One way to try to compensate for this is to cover some of these partially covered pixels more until it visually looks better. Note that this depends on a lot of factors like the pixel density of the display, the visual acuity of the user, the distance of the user from the display, and the user’s sensitivity to the potential variations in stem darkness which may result. Automatically taking all these factors into account would be quite difficult. The correct function is generally determined by having the user look at the result of applying various amounts of extra coverage and having them to pick a setting that looks the least bad to them.

This specific form of over-covering is a form of drop out control for anti-aliasing and could be implemented in a similar way, detecting when a stem comes on in one pixel and goes out in the next and mark that for additional coverage. At raster time a cruder approximation could be made by doing a pass in each of the horizontal and vertical directions and finding runs of more than one non-fully-covered pixel and increasing their coverage.

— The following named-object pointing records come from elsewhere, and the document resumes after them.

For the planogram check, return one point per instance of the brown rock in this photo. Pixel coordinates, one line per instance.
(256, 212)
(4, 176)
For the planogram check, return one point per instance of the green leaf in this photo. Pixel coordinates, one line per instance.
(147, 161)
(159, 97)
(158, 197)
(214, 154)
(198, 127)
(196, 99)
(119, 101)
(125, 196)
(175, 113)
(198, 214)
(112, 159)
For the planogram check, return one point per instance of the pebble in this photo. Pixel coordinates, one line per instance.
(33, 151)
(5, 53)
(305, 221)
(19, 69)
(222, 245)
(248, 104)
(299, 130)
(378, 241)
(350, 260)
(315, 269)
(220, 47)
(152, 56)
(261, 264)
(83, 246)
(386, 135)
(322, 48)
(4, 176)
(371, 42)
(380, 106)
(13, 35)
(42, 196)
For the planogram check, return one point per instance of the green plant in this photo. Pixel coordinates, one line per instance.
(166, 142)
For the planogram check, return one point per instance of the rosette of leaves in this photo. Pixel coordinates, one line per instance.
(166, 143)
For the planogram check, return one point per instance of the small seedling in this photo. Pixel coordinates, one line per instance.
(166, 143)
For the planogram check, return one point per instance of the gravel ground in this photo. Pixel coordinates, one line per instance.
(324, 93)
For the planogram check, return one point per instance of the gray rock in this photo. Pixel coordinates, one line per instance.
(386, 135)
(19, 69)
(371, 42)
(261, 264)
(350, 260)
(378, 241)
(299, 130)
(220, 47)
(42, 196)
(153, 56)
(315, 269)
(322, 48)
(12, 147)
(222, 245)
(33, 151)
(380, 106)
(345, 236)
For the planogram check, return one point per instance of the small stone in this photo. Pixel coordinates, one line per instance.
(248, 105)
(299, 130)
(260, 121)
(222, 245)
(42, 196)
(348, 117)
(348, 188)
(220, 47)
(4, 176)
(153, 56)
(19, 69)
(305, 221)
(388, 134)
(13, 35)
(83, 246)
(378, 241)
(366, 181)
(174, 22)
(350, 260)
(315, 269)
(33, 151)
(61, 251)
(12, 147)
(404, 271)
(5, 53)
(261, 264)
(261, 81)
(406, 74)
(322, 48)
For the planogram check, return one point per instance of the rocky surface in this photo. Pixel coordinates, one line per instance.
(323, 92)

If instead of doing these computationally expensive passes all coverage is boosted then in addition to the smeared stems the entire outside edge of the glyph will also be bolded. Making these outside edges heavier is a crude approximation of outsetting the initial path in a rather complicated way and amounts to an optical sizing tweak. Just as hinting can be used to approximate optical sizing if the user’s perception of the pixel sizes is known in advance, this is a pixel level tweak tied to a specific user and display combination.

Much like the gamma hack can be modified to reduce the correction for light on dark to fight blooming, the contrast hack can be reduced when the color being drawn is known to be light. Generally the contrast correction goes to zero as one approaches white.